“What Americans don’t know about foreign languages, cultures, and histories, has — and will — hurt us,” assert Glenn C. Altschuler, Professor of American Studies at Cornell University, and David Wippman, President of Hamilton College. “Funding for such efforts, which has never been adequate, has declined precipitously in recent years, putting the country’s national security and economic competitiveness at risk. It will take a major public-private effort to fill the void.”
Two pieces of legislation — Title VI of the National Defense Education Act (NDEA) of 1958 (renamed the Higher Education Act in 1965), supplemented by the Fulbright-Hays Act of 1961, encouraged foreign language acquisition and overseas study.
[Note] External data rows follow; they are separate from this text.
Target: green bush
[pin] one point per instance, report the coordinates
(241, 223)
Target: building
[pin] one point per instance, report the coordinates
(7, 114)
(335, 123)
But funding has been cut almost in half since 2010. Even before that, academia seriously cut back on regional studies, meaning Americans assigned to Iraq and Afghanistan lacked basic cultural literacy, which seriously “hampered our ability to collect intelligence on the growing insurgency there.” Over 300 million Chinese students are studying English, while only 200,000 American students are studying Chinese.
“It’s time for the Department of Education, colleges and universities, foundations, and major corporations to collaborate to provide the resources for a 21st century area studies renaissance. Title VI provides the template. The prospect of continued global leadership by the United States rests on bi-partisan support for far more extensive use of it,” the authors conclude in their piece for The Hill.